It’s not been a happy first year or so as chief executive of Serco for Rupert Soames. In November he wrote £1.5bn off a business that was still reeling from the criminal tagging scandal of two years ago. Then he had to issue £550m of new shares in March, while announcing its first full-year loss for a quarter of a century.
That’s enough to make anyone throw down their weapons. But Soames, lest we forget, is a Churchill and so made of stronger stuff than mere mortals. Nonetheless, the outsourcer’s half-year results aren’t a pretty sight at first glance.
Revenues in the first six months of this year slipped 12% to £1.8bn. Meanwhile, an operating profit of £28m swung to a loss of £24.8m. The company also took a £117.4m one-off charge, split between impairing assets and refinancing debt. Ouch.

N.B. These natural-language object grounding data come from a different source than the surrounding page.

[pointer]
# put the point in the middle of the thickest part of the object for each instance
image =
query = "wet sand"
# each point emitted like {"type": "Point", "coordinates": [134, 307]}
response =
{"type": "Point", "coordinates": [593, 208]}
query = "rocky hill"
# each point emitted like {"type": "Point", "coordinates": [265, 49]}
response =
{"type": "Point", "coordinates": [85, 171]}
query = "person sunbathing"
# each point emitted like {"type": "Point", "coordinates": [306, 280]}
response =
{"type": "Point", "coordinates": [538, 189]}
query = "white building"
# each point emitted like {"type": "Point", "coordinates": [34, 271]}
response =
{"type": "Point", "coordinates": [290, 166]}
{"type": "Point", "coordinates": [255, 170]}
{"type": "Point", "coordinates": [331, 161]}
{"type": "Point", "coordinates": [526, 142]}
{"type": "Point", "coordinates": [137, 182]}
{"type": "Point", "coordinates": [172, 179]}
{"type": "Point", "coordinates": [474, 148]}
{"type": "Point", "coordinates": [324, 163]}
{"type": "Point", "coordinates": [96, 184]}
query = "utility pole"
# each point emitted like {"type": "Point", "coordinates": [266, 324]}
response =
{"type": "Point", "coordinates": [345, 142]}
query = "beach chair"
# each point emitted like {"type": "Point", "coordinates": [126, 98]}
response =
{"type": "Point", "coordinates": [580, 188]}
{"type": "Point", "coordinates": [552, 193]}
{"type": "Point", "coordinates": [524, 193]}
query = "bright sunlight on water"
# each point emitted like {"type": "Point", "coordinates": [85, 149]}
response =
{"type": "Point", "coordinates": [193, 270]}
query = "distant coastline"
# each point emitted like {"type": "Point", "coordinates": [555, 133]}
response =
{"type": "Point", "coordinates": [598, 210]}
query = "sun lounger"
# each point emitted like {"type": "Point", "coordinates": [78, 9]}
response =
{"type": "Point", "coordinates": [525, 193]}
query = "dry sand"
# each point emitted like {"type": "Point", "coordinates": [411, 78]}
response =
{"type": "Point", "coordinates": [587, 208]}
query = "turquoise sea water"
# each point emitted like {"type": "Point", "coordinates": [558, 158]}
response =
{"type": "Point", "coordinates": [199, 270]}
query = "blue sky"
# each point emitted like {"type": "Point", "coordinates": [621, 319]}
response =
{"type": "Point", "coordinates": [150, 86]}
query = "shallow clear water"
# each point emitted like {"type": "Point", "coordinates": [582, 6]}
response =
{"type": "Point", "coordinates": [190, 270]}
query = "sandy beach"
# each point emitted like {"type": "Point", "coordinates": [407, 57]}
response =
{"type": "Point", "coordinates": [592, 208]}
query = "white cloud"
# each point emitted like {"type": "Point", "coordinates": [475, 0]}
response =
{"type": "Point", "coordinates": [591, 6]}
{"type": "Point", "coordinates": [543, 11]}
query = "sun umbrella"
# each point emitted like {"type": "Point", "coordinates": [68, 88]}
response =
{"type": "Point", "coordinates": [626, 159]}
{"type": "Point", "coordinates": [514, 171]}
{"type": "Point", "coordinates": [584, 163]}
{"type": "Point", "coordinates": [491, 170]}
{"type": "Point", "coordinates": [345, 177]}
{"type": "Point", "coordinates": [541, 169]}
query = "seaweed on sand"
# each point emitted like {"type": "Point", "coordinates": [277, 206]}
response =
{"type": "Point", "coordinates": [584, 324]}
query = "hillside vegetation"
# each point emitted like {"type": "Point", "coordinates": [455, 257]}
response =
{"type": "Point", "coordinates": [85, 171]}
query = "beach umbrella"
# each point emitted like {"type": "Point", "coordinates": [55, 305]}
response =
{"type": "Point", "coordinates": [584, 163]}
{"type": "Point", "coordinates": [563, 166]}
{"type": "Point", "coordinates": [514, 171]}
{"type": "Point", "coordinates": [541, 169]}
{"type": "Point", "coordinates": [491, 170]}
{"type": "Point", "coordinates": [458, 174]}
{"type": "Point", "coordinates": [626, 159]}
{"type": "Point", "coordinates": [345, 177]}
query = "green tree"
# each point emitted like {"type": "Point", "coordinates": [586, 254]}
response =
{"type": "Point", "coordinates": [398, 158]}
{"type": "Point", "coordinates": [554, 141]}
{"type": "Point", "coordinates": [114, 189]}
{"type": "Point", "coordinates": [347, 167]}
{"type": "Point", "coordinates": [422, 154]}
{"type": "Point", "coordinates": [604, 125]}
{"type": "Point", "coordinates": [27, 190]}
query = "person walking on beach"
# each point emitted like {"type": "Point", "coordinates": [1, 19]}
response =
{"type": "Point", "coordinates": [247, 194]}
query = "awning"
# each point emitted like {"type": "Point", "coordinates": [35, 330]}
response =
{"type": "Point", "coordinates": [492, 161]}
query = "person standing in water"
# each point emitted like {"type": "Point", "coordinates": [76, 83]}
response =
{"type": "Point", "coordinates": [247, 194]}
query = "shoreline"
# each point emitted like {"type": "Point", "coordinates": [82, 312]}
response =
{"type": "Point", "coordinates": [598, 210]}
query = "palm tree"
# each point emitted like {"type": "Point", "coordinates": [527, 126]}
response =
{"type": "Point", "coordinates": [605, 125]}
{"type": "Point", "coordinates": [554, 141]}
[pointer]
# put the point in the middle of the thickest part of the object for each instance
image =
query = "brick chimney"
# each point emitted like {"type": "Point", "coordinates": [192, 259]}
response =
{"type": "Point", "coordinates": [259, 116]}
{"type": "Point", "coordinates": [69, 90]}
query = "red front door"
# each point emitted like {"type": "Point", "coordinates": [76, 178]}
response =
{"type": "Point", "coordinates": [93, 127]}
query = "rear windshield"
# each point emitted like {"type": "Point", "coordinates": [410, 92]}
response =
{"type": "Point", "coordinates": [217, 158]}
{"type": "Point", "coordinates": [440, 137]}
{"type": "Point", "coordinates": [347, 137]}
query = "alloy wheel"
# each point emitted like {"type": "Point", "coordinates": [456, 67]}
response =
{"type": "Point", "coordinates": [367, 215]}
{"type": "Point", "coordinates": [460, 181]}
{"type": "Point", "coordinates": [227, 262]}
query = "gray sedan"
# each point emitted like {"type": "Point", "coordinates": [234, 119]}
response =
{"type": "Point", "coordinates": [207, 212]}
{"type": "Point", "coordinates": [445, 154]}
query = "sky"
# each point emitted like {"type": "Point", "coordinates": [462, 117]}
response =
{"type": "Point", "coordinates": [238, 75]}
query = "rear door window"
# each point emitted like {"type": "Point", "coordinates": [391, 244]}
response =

But there are some glimmers of hope. Firstly, those results weren’t actually as rubbish as expected: Serco had forecast revenues of £1.7bn, while £62.7m worth of trading profit was well above the predicted £45.1m. Secondly, debt was £392m lower than at New Year, helped by the aforementioned rights issue, while operating costs were slashed by £200m.
Soames gave a reasonable assessment of the battlefield: ‘This is a respectable start to what will be a long, and no doubt occasionally bumpy, road to recovery.’
But investors are yet to be convinced. Despite rising nearly 3% when the markets opened this morning, shares were down almost 1% to 124p around lunchtime, having haemorrhaged 75% in the last two years. Soames will need the bloody-minded grit of his famous grandfather if he’s to win this war.